Puisi Esai Network

”Brings Poetry to the Center of the Public Arena” ​

Denny JA
Logo2

"Mengembalikan Puisi ketengah Gelanggang"

About

Latar Belakang

 

 

Survei yang dilakukan oleh Washington Post di tahun 2012 mengatakan bahwa hanya 6.7 persen saja yang membaca sastra minimal satu buku dalam satu tahun. Lalu LSI Denny JA di tahun
2018 melakukan riset survei serupa untuk skala Indonesia dan hasilnya hanyalah
6 persen.

Mengapa pembaca sastra khususnya puisi semakin merosot? Menurut John Barr, pendiri yayasan Poetry: A Magazine of Verse, mengatakan bahwa publik makin terpisah dari dunia puisi. bukan karena publik yang meninggalkan puisi.  Penulisan puisi mengalami  stagnasi, tak ada perubahan berarti selama puluhan tahun.  Publik luas merasa semakin berjarak dengan dunia puisi. Para penyair hanya asyik dalam fantasinya sendiri dan komunikasi dengan sesama penyair, yang semakin lama komunitasnya makin mengecil. Mereka mengembangkan bahasa tinggi tapi bahasa yang semakin susah dipahami publik. Akibatnya publik menjauh dari dunia puisi. Bahasa berkelas  bukanlah bahasa yang sulit dimengerti, melainkan bahasa  berestetika yang memiliki kepedulian pada keindahan  bahasa itu sendiri.

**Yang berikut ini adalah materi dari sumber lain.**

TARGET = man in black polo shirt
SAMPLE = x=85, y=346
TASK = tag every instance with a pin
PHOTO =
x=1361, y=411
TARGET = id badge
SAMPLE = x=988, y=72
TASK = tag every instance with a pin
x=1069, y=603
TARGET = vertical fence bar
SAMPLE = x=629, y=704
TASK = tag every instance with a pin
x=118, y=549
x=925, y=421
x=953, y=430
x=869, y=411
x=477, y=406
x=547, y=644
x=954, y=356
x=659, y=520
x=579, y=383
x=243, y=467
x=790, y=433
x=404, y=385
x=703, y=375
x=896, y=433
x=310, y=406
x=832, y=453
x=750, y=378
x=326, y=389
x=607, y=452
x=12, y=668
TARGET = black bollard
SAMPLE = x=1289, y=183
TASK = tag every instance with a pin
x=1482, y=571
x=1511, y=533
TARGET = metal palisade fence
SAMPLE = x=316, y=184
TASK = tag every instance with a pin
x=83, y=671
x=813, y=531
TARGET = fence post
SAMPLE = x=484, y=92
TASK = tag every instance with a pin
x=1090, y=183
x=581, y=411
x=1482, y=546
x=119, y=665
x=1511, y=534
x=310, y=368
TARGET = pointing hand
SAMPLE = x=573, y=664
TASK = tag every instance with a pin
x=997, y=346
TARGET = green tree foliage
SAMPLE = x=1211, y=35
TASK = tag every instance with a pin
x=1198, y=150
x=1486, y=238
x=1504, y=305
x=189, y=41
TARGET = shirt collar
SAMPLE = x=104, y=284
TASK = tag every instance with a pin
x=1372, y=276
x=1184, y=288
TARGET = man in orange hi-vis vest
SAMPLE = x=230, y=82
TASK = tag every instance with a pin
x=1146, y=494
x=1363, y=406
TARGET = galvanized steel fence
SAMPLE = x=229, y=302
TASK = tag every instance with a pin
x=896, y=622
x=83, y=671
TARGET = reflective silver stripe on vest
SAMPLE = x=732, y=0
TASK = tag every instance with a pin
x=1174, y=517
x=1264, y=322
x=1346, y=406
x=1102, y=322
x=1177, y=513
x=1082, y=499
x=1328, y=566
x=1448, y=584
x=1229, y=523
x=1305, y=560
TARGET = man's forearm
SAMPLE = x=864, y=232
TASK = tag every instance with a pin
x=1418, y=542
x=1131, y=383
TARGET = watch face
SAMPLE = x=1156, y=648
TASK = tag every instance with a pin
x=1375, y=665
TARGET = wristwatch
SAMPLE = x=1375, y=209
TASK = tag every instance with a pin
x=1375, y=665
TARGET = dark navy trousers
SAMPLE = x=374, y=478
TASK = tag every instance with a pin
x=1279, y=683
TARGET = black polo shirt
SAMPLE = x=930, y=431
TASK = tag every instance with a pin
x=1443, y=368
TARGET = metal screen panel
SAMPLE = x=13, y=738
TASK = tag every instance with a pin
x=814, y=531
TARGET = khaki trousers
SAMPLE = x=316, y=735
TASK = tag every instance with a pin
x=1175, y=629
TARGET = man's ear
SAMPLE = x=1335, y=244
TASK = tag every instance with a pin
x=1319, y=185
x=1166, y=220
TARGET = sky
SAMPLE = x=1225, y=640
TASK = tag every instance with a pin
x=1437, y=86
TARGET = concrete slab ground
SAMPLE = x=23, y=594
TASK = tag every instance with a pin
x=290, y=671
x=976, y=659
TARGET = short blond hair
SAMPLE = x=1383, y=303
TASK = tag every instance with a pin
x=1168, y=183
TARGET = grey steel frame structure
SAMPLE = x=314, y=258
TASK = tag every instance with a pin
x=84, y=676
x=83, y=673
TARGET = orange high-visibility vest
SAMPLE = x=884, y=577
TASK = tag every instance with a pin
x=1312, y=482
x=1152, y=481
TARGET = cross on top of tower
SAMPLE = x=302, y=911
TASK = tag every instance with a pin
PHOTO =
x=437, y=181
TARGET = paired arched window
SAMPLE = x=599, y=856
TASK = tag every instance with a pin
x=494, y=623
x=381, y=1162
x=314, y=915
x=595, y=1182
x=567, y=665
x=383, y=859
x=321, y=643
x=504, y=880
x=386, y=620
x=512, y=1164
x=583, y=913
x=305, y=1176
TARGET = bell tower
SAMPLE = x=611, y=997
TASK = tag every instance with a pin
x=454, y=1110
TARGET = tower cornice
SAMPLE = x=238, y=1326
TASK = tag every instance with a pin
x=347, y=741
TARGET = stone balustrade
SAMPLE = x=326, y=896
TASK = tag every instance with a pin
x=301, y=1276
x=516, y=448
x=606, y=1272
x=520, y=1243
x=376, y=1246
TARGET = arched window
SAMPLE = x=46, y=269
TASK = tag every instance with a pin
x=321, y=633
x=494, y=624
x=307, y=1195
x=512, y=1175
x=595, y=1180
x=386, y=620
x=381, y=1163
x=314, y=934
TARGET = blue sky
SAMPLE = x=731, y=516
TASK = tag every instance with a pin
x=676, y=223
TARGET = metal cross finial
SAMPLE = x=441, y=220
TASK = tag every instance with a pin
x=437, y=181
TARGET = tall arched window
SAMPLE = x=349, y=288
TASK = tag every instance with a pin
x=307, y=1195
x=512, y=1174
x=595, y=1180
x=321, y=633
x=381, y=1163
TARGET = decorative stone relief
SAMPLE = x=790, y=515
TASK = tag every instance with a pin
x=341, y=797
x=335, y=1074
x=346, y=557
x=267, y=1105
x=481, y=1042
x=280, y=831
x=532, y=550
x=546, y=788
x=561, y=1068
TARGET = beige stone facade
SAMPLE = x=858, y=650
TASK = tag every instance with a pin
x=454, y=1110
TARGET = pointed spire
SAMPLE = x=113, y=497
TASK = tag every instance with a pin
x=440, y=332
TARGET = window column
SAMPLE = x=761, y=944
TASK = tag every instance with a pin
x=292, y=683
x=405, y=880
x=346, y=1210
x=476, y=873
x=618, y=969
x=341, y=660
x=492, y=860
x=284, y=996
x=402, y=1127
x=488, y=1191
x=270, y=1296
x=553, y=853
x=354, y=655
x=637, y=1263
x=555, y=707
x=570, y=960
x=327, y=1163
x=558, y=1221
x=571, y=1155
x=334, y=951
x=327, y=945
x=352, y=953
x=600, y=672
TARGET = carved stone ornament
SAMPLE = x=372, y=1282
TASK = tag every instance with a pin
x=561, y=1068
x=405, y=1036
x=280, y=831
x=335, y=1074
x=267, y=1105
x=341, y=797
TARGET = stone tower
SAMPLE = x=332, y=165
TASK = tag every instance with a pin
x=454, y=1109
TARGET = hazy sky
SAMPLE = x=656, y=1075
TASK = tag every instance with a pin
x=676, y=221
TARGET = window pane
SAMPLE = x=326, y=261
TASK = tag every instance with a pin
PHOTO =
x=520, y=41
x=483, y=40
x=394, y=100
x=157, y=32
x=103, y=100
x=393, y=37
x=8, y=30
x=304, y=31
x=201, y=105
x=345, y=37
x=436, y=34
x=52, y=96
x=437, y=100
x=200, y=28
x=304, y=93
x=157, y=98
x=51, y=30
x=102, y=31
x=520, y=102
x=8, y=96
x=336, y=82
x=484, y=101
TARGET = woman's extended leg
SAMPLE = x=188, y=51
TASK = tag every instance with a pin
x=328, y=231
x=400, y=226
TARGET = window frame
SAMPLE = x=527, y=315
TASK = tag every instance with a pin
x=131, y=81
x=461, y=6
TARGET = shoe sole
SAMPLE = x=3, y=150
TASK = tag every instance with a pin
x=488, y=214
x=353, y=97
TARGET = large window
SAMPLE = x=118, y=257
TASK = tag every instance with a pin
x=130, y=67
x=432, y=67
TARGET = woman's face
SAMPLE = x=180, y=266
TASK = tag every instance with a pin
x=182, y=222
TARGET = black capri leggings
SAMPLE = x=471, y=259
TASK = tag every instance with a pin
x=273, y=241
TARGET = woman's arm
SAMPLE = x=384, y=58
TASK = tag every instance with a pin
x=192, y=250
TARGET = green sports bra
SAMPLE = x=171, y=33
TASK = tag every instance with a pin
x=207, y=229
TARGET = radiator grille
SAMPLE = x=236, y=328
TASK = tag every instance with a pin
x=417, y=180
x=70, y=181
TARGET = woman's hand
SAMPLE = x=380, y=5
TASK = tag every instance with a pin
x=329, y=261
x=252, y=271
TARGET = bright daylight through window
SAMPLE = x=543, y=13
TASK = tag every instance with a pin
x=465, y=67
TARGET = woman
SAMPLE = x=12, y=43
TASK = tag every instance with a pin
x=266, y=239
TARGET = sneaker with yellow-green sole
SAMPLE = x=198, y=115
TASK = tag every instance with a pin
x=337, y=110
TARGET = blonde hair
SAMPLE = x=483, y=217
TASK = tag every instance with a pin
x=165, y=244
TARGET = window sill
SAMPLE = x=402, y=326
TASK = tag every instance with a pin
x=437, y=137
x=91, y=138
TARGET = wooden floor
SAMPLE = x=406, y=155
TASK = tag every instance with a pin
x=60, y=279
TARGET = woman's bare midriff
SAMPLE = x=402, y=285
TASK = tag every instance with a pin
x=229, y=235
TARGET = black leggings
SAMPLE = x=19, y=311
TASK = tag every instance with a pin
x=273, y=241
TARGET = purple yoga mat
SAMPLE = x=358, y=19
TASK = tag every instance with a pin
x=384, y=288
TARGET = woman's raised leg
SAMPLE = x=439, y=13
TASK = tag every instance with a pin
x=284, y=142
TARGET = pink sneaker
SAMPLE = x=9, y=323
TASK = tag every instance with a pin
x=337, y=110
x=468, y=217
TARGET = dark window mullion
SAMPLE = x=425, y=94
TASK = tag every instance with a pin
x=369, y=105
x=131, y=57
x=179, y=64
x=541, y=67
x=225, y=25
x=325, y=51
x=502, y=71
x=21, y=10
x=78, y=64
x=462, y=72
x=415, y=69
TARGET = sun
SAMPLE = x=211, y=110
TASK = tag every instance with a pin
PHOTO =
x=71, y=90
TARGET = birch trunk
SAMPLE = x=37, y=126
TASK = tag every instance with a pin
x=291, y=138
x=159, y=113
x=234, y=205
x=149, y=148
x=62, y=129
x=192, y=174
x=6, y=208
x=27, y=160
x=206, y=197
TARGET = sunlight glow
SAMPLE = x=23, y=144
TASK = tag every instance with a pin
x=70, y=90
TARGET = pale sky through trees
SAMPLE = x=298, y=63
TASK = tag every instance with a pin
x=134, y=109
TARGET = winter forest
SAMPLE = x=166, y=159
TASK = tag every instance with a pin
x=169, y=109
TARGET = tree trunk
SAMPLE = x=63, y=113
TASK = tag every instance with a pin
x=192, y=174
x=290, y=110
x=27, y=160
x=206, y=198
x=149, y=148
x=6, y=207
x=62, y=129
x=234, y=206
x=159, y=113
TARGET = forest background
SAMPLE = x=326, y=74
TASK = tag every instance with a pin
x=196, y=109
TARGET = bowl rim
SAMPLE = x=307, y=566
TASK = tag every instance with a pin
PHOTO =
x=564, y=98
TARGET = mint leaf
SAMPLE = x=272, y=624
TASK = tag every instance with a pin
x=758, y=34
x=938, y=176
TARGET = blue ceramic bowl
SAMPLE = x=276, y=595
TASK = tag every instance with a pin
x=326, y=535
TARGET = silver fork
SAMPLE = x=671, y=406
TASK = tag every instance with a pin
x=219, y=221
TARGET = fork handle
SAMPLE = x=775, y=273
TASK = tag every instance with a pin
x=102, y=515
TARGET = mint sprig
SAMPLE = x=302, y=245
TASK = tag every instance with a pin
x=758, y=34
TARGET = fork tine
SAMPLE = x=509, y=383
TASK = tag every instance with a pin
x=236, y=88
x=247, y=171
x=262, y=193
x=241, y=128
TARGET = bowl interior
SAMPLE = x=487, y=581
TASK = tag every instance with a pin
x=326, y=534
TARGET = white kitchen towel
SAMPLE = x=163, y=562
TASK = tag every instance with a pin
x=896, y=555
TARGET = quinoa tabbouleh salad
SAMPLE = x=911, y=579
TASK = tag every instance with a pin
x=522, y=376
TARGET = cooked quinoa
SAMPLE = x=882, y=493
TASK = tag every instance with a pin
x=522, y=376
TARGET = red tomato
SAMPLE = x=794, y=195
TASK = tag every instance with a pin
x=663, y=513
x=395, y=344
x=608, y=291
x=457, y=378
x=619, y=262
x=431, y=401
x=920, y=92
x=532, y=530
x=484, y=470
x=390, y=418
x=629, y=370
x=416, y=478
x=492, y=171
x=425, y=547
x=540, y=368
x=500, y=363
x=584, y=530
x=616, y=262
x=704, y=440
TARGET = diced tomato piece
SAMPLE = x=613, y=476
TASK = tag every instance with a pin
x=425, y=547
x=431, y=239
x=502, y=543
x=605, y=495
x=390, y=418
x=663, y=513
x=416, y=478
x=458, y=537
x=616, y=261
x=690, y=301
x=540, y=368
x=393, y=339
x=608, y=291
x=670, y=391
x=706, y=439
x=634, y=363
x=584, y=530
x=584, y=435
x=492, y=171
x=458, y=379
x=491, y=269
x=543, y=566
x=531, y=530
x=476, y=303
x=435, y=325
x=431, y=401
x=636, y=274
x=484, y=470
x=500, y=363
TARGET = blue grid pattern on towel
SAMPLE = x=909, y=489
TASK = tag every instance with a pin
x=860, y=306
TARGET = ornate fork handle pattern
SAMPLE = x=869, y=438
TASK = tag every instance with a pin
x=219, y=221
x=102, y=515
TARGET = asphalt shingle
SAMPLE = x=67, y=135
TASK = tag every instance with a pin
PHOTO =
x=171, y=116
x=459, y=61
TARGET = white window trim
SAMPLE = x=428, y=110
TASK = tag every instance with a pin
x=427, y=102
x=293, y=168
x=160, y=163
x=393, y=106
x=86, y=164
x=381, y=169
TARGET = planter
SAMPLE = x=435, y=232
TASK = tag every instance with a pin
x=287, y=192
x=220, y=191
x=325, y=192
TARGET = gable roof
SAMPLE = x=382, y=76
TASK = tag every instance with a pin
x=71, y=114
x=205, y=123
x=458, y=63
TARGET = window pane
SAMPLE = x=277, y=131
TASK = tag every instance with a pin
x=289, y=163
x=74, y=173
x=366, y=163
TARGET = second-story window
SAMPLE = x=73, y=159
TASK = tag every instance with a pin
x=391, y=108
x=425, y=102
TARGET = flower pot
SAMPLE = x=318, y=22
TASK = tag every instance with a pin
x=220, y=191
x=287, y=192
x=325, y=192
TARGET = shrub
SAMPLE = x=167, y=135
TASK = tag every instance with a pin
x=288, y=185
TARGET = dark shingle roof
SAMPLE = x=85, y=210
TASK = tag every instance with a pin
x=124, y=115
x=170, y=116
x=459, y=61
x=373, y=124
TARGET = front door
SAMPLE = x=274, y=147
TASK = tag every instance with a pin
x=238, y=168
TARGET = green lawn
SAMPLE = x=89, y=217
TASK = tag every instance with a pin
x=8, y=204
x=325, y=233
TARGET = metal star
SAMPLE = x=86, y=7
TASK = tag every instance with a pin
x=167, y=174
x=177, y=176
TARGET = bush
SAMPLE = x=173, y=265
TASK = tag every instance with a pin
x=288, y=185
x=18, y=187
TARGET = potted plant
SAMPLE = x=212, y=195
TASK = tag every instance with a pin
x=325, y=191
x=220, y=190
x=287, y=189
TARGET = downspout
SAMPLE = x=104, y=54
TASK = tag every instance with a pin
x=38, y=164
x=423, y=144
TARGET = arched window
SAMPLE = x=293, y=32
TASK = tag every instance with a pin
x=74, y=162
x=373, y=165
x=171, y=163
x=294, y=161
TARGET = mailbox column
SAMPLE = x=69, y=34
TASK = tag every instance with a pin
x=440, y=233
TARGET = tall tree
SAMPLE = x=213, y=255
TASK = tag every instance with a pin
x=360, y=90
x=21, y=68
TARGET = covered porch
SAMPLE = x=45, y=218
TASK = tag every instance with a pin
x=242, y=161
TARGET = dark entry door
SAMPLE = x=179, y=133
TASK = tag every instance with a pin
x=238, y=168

Budaya pop culture pun menjamur dan menjadi konsumsi harian, tapi sastra dan puisi tidak beradaptasi. Bahasa pergaulan menjadi dominan ruang kehidupan kita sehari-hari selama 24 jam, sehingga  dari sisi bahasa saja sebenarnya kita cukup jauh dari kelas masyarakat berperadaban.

Padahal pada saat bersamaan,  karya-karya sastra, khususnya dalam hal ini puisi, masih terus  ditulis. Para penyair terus bermunculan. Karya sastra yang  notabene “bertugas” mengentaskan bahasa masyarakat  dan mentransformasikannya ke level yang lebih tinggi  seolah gagal mengemban tugas itu. Mungkin karena sastra  sudah terlajur berjarak dengan masyarakat; karena ia tidak  ditulis untuk dimengerti oleh masyarakat, melainkan untuk  dimengerti kalangan sastrawan sendiri; karena ia tidak  diserap dari denyut nadi masyarakat, melainkan dari imajinasi  sastrawannya sendiri yang berpijak di dunia hampa, bukan  dunia realitas sosial yang keras dan penuh tragedi.  

Akibatnya, karya-karya sastra mengalami involusi,  berputar-putar dalam dirinya, tidak mampu mengangkat  suara batin masyarakat, dan gagal pula mengangkat kualitas  bahasa masyarakat.

Datangnya Puisi Esai

Masyarakat sebenarnya mencintai karya sastra,  asalkan mereka disuguhkan karya sastra yang mewakili  dunia batin dan denyut kehidupan sehari-hari mereka.  Inilah salah satu poin dari kehadiran puisi esai. Puisi esai  ingin mengembalikan puisi ke pangkuan masyarakat.

Oleh  karena itu, puisi esai memasukkan isu-isu sosial yang nyata  ke jantung puisi, dengan bahasa yang indah, namun juga  mudah dimengerti oleh masyarakat. Akurasi data dari isu isu tersebut dapat dipertanggungjawabkan karena dapat  dilacak kebenarannya dan ada dokumen peristiwanya.  

Puisi Esai juga menjawab tantangan perubahan zaman dengan menggunakan medium film, animasi, dan lagu untuk mengekspresikan gagasannya. Karya-karya kreatif puisi harus bisa dinikmati oleh masyarakat yang kini lebih menyukai suguhan audio visual.